Commentary: Virtual reality 3-dimensional imaging of atrioventricular valves: A tool for surgeons or a toy for engineers?

Mario Moscatiello, MD, and Mauro Lo Rito, MD

Congenital atrioventricular valve 3-dimensional virtual reality assessment may enhance surgeons' understanding and repair strategy, but its validity is not certain considering the early-stage development.

See Article page 269.

Virtual reality (VR) and 3-dimensional (3D) printed model technologies are more frequently used in the congenital heart disease field, mainly to plan complex surgical repairs, or to enhance medical training. Usually, 3D printed models are derived by computed tomography or cardiac magnetic resonance reconstructions, which provide better spatial definition. Both imaging techniques are limited to reproducing atrioventricular valves. On the other hand, 3D echocardiography allows better valve visualization and is already part of the cardiologic evaluation, preoperative repair planning, and intraoperative result assessment. Echocardiographic 3D valve reconstructions, when transferred into VR software, may provide better imaging manipulation and allow surgeons to assess atrioventricular valves in a modality similar to the 3D printed models.
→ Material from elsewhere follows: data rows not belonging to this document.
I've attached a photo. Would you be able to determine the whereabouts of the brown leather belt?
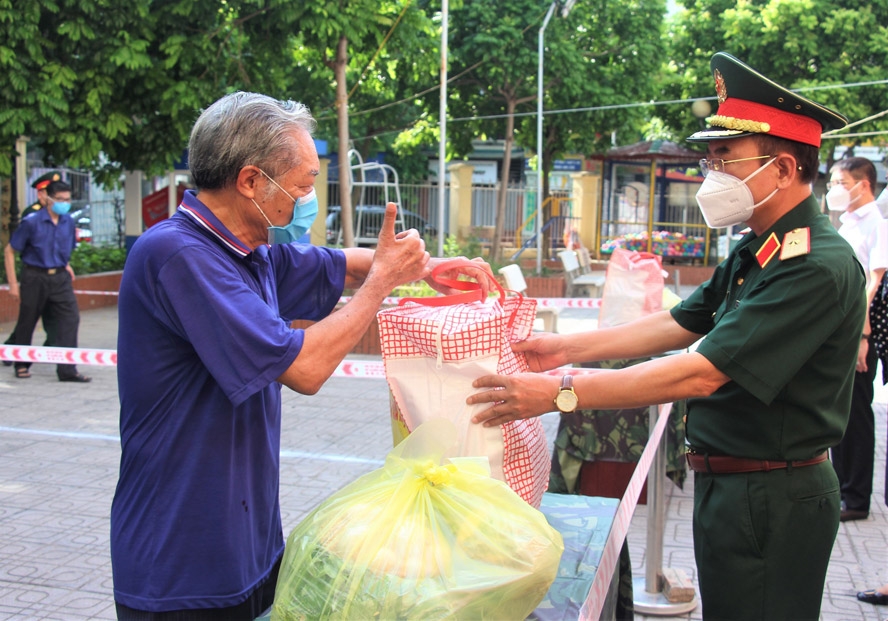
[686,452,826,474]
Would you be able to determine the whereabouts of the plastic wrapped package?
[377,259,551,507]
[271,419,564,621]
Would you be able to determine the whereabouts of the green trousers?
[694,461,840,621]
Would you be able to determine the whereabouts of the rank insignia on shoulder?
[755,232,780,269]
[780,226,811,261]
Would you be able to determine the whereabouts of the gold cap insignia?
[712,69,728,103]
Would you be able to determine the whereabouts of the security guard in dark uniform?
[3,170,62,360]
[467,52,866,621]
[4,181,90,382]
[21,170,62,220]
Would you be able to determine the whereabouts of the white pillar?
[123,170,144,250]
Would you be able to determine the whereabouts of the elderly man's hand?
[367,203,429,290]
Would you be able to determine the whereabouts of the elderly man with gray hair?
[111,92,490,620]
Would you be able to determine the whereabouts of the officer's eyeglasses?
[700,155,771,177]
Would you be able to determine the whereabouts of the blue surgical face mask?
[52,201,71,216]
[253,170,318,244]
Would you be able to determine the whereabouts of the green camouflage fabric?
[548,358,687,621]
[549,358,687,494]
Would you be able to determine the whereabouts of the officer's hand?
[367,203,429,291]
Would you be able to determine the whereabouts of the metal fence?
[327,182,536,241]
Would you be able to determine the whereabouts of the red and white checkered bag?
[377,259,551,507]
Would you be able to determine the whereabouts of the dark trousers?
[12,265,80,377]
[115,560,281,621]
[831,345,877,511]
[694,462,839,621]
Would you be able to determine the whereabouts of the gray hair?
[188,92,317,190]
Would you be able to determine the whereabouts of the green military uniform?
[671,52,866,621]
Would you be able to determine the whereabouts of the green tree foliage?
[521,0,666,182]
[286,0,433,246]
[0,0,312,180]
[663,0,888,162]
[448,0,666,256]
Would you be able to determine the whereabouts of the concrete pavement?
[0,307,888,621]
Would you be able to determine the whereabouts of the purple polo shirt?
[111,192,345,612]
[9,209,76,269]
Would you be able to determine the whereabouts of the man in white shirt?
[826,157,888,522]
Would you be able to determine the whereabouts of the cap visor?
[685,127,755,142]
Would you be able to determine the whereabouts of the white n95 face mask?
[826,181,860,211]
[696,158,780,229]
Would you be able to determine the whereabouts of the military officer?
[3,170,62,360]
[468,52,866,620]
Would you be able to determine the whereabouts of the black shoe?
[59,373,92,384]
[857,589,888,606]
[839,509,869,522]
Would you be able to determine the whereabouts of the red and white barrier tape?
[74,289,120,296]
[0,285,601,308]
[0,345,117,367]
[580,403,672,621]
[339,296,601,308]
[0,285,120,296]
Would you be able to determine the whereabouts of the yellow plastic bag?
[271,419,564,621]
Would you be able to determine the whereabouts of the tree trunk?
[333,36,355,248]
[490,99,516,261]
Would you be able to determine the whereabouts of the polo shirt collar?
[738,194,821,256]
[179,190,253,258]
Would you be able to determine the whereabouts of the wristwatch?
[555,375,580,414]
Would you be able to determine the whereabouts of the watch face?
[555,390,579,412]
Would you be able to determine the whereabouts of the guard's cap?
[31,170,62,190]
[688,52,848,147]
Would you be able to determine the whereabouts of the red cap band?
[717,97,823,147]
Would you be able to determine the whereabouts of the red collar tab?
[755,231,780,269]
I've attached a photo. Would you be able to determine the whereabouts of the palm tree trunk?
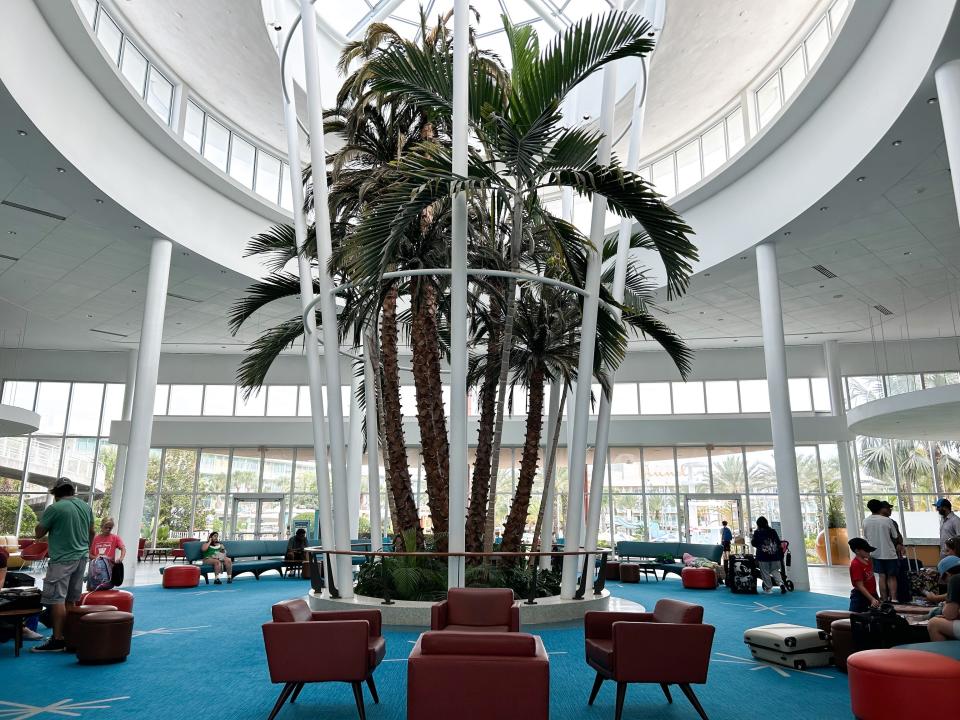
[530,383,567,552]
[410,280,450,552]
[500,367,543,552]
[380,288,423,550]
[465,328,500,552]
[483,184,523,552]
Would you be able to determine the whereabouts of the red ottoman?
[847,648,960,720]
[163,565,200,587]
[680,568,717,590]
[80,589,133,612]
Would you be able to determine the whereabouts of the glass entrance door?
[686,495,743,545]
[228,493,286,540]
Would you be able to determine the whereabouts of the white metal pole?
[291,0,353,598]
[586,64,646,550]
[560,0,623,600]
[447,0,470,587]
[363,335,383,550]
[347,375,363,540]
[757,243,810,590]
[110,350,137,518]
[117,237,173,585]
[823,340,862,544]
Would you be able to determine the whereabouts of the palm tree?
[353,13,696,549]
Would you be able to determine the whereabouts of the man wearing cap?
[32,478,94,652]
[927,555,960,641]
[933,498,960,557]
[863,498,900,602]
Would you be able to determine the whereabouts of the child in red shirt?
[847,538,880,612]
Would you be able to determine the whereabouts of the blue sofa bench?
[616,540,723,579]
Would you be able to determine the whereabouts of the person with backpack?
[87,518,127,591]
[750,515,787,595]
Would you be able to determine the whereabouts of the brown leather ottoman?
[63,605,117,652]
[817,610,851,637]
[620,563,640,582]
[74,611,133,663]
[830,618,854,672]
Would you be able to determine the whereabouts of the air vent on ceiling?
[813,265,837,278]
[0,200,66,220]
[167,293,202,303]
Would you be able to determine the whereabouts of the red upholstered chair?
[263,598,387,720]
[407,631,550,720]
[430,588,520,632]
[583,599,714,720]
[838,648,960,720]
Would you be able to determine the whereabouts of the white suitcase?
[743,623,833,670]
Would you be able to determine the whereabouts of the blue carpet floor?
[0,575,850,720]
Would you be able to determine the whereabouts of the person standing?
[933,498,960,557]
[31,477,94,652]
[750,515,787,594]
[863,498,900,602]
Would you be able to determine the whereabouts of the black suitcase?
[726,554,760,595]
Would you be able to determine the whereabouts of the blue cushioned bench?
[616,540,723,579]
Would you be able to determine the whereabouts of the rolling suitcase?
[726,554,760,595]
[743,623,833,670]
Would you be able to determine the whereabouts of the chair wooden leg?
[680,683,709,720]
[290,683,304,703]
[350,683,367,720]
[367,675,380,705]
[587,673,603,705]
[614,682,627,720]
[267,683,296,720]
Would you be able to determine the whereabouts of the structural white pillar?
[300,0,353,598]
[117,237,173,585]
[560,0,623,600]
[933,59,960,218]
[363,335,383,550]
[823,340,863,544]
[110,350,137,519]
[347,375,363,539]
[757,243,810,590]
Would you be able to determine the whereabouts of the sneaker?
[30,638,67,652]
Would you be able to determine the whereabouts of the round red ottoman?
[680,568,717,590]
[847,648,960,720]
[163,565,200,587]
[80,588,133,612]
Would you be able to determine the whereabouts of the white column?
[933,59,960,217]
[363,335,383,550]
[300,0,353,598]
[560,0,623,599]
[347,375,363,540]
[447,0,470,587]
[117,238,173,585]
[110,350,137,519]
[823,340,863,544]
[757,243,810,590]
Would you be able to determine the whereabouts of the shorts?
[873,558,900,575]
[40,557,87,605]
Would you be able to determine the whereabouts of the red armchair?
[583,599,714,720]
[263,599,387,720]
[430,588,520,632]
[407,631,550,720]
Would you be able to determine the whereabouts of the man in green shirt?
[32,478,94,652]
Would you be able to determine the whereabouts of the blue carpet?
[0,575,850,720]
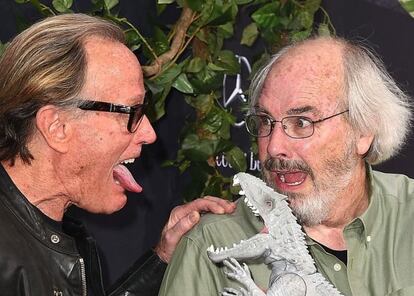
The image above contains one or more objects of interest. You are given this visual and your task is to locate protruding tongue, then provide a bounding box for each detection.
[260,226,269,233]
[283,172,306,183]
[114,164,142,192]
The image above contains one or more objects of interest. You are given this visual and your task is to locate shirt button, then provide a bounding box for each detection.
[50,234,60,244]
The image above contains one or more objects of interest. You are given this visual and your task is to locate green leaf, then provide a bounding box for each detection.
[201,109,223,134]
[154,64,181,86]
[157,0,175,4]
[188,67,223,94]
[185,57,206,73]
[296,10,313,29]
[304,0,322,15]
[186,0,205,12]
[124,29,141,49]
[226,146,247,172]
[178,160,191,174]
[214,50,240,75]
[290,30,312,42]
[172,73,194,94]
[205,1,238,26]
[185,94,214,114]
[52,0,73,13]
[252,2,280,28]
[216,139,234,154]
[104,0,119,11]
[151,27,170,55]
[400,0,414,16]
[217,22,234,39]
[240,23,259,46]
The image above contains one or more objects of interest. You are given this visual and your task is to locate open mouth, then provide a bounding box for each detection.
[113,158,142,193]
[276,171,308,186]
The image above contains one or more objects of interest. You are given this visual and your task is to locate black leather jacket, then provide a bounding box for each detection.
[0,165,166,296]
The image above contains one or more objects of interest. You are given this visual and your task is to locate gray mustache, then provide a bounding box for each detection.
[264,158,313,176]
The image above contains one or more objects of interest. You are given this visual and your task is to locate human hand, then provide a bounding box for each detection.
[155,196,236,263]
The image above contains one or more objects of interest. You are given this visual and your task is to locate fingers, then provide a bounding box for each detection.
[177,196,236,214]
[155,196,236,263]
[155,211,200,263]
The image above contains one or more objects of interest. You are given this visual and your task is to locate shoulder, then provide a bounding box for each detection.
[372,171,414,203]
[185,200,263,248]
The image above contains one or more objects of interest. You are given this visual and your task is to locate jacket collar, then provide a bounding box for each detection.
[0,164,78,255]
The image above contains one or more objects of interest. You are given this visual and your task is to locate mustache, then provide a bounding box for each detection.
[264,157,313,176]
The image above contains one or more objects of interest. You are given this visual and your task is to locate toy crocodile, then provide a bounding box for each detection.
[207,173,342,296]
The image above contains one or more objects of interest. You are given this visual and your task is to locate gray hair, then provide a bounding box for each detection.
[249,37,412,164]
[0,14,125,164]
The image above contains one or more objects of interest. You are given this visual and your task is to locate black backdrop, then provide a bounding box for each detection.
[0,0,414,285]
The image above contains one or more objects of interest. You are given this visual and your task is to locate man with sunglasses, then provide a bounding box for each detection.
[0,14,234,296]
[160,37,414,296]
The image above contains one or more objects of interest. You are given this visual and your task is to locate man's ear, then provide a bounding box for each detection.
[357,135,374,156]
[36,105,71,153]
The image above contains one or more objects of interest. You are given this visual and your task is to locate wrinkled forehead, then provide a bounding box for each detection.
[259,41,345,113]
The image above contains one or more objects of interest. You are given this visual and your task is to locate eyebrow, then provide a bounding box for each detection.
[286,106,317,115]
[254,105,320,116]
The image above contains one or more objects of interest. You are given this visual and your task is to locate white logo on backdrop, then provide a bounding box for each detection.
[223,55,252,127]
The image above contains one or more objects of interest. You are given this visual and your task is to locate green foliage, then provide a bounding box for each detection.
[399,0,414,17]
[8,0,332,200]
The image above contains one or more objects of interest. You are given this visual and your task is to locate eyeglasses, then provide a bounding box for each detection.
[78,101,148,133]
[246,110,349,139]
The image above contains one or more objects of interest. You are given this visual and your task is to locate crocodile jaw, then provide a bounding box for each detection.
[207,233,272,263]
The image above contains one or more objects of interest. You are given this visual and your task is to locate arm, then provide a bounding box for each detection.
[109,197,235,296]
[159,234,225,296]
[155,196,236,263]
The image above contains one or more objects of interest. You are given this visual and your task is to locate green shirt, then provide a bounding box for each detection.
[159,171,414,296]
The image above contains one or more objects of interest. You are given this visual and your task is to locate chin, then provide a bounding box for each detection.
[97,194,127,215]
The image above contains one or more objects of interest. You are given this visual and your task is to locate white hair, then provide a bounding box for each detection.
[249,37,412,164]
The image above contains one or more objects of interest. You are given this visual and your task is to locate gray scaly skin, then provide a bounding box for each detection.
[207,173,342,296]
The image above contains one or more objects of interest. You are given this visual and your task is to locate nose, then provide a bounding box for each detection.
[266,122,292,157]
[134,115,157,144]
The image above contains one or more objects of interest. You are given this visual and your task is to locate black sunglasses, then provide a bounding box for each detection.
[78,100,148,133]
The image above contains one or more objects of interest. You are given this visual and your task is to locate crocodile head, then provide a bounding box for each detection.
[207,173,293,262]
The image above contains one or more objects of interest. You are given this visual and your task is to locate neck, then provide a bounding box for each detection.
[304,162,369,250]
[2,158,70,221]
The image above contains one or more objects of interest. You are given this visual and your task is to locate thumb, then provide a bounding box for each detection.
[182,211,200,234]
In their study is this issue of JTCVS Techniques, Pushparajah and colleagues evaluate the impact of 3D VR imaging of congenitally anomalous atrioventricular valves on surgeons' perception of anatomy and how VR may improve surgical repair decision strategy. They retrieved 2-dimensional (2D) and 3D preoperative echocardiographs of the atrioventricular valves of 15 patients who underwent surgical repair, retrospectively reconstructed them in VR, and asked 5 surgeons (blinded to the patients' disease and clinical history) to assess 3 cases each. The evaluation process encompassed a step-by-step image review starting from the standard 2D echocardiogram, 3D echocardiogram, and VR dynamic reconstruction. After each step, the surgeon completed an evaluation questionnaire focused on anatomy perception, understanding of the disease, and the repair plan.

The use of VR showed encouraging results, with greater surgeon confidence in the valve anatomy and surgical approach in 67% of the cases presented. It must be noted that valve anatomy comprehension and type of repair were already good with the standard 2D and 3D echocardiography; surgeons would have made a significant modification to the repair technique after VR evaluation of the valve in only 7% of the cases. Thus, standard echocardiographic evaluation allows correct surgical planning that is not greatly modified by VR. The study design carries a significant limitation because the raters (surgeons) were repeatedly exposed to the same valves before the VR that occurred only as a third assessment. The authors may have overestimated the increased surgeons' confidence in understanding the disease using VR because the surgeons assessed the same valve 3 times. VR may become a useful clinical tool in the near future, but for now, it remains more a toy for engineers that requires further development to prove its efficacy and usefulness, especially when compared with 2D and 3D echocardiography, available technologies that allow real-time assessment.